# Night vision



## 8301 (Nov 29, 2014)

Ok, For a static defensive location (your campsite) night vision is required. If the smoke smell doesn't attract unwanted hungry visitors the fire backlighting your location and your family huddled around the fire will. Because of the cost I believe night vision should be one of your later prep purchases so don't break the bank doing this but still for some of us it should be considered with a large group that can put someone on "over watch" protecting the group after sundown.

Personally I love watching the deer and rabbits at night or just look out the driveway after the driveway announcers go BING at night; I've seen lots of deer (and large dogs) walking through the yard after looking after a detector has chimed.... kinda fun!!!! : ) 

Anyway after reading how easily most NVDs can be damaged from looking even for a second at a bright light I purchased a used Pulsar N550 for my last home. Using a newer technology it works in daylight but is designed for night vision, perfect for early morning hunts or the dropping sun ruining vision in your scope during the last few minutes of legal hunting hours. Instead of a Night Vision tube (generation I, II,, III, IV) which have good battery life but tend to die if pointed at a bright light source (streetlight) the N550 and N750 instead use a digital camera screen which also works during daylight (not very sharp picture compared to your regular camera) and in black and white instead of green like most night vision along with poor battery life. Normal NV devices have 20+ hrs battery life vs. the 2-4 hr battery life the N550 and N 750 have. 
The N550 was pretty cool before it died (about 2 hrs). 

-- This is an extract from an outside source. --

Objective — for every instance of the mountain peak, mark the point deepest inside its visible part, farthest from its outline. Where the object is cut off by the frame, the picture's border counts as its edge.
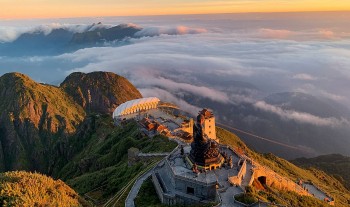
(99, 91)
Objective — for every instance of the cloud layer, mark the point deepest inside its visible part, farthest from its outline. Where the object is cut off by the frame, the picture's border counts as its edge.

So.... I returned it and got a new N750(very expensive) ( battery life still sucks at three hours with 4 AA rechargeables ) but they say it is between a 2nd and 3rd generation NV tube in clarity and ability to see in the dark. Tons of fun here watching the deer and rabbits coming out most nights, some nights 3-4 deer, some nights 15+ deer and during the fall some nice bucks with great racks. Now during February you can see how they have heavier hair than during the summer months not to mention counting the points on their racks during the fall months. 

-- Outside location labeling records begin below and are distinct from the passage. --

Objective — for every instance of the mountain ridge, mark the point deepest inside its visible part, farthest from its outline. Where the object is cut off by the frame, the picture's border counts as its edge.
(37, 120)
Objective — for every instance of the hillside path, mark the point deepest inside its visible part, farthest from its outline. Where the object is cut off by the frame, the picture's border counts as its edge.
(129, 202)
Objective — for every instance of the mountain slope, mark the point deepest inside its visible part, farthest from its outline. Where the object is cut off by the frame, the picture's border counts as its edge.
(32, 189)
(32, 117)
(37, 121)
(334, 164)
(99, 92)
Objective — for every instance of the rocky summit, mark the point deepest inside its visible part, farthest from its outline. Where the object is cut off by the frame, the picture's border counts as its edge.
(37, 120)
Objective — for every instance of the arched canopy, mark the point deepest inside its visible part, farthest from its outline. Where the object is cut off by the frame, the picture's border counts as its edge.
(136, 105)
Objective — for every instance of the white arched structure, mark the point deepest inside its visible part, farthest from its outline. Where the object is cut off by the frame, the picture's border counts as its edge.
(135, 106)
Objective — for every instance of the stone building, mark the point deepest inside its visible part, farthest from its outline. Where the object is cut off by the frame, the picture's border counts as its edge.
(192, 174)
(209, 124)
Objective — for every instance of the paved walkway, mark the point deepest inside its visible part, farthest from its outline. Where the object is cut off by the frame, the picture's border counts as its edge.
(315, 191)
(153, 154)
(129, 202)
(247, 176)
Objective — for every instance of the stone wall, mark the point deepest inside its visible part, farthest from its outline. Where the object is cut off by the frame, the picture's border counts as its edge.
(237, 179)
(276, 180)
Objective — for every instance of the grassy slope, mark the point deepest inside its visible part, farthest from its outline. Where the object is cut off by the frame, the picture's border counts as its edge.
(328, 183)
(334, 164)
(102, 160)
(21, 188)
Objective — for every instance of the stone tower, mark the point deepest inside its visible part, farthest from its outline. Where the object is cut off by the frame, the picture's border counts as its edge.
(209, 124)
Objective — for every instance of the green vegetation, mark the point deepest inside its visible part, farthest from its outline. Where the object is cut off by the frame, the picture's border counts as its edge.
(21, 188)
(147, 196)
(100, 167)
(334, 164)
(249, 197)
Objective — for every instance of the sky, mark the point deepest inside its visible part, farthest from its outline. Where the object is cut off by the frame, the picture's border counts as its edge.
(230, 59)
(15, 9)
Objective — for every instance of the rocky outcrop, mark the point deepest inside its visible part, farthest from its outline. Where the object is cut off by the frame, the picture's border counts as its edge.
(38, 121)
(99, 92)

Anyway,,,,, since I love watching the wildlife (or potential threats) after the sun goes down can anybody make suggestions for a good durable NV monocular or binolecular night vision device (doesn't have to be gun mountable) just for watching wildlife around the property at night? NV that can be damaged by outside light is ok but the picture needs to be sharp and the price low.... it must use AAA, AA or 1850 rechargeable batteries. I enjoy watching the wildlife around the place at night but the only current way is to hold my N750 when it's mounted to a rifle. The rifle is unloaded but I don't want to be accused of trying to hunt at night not to mention the super low battery life with the N750 which can be a pain in the A__. Sharp picture along with a sub $300 price tag is required so no generation III for me.... just somethihng to sit out on the back porch and watch nature at night with.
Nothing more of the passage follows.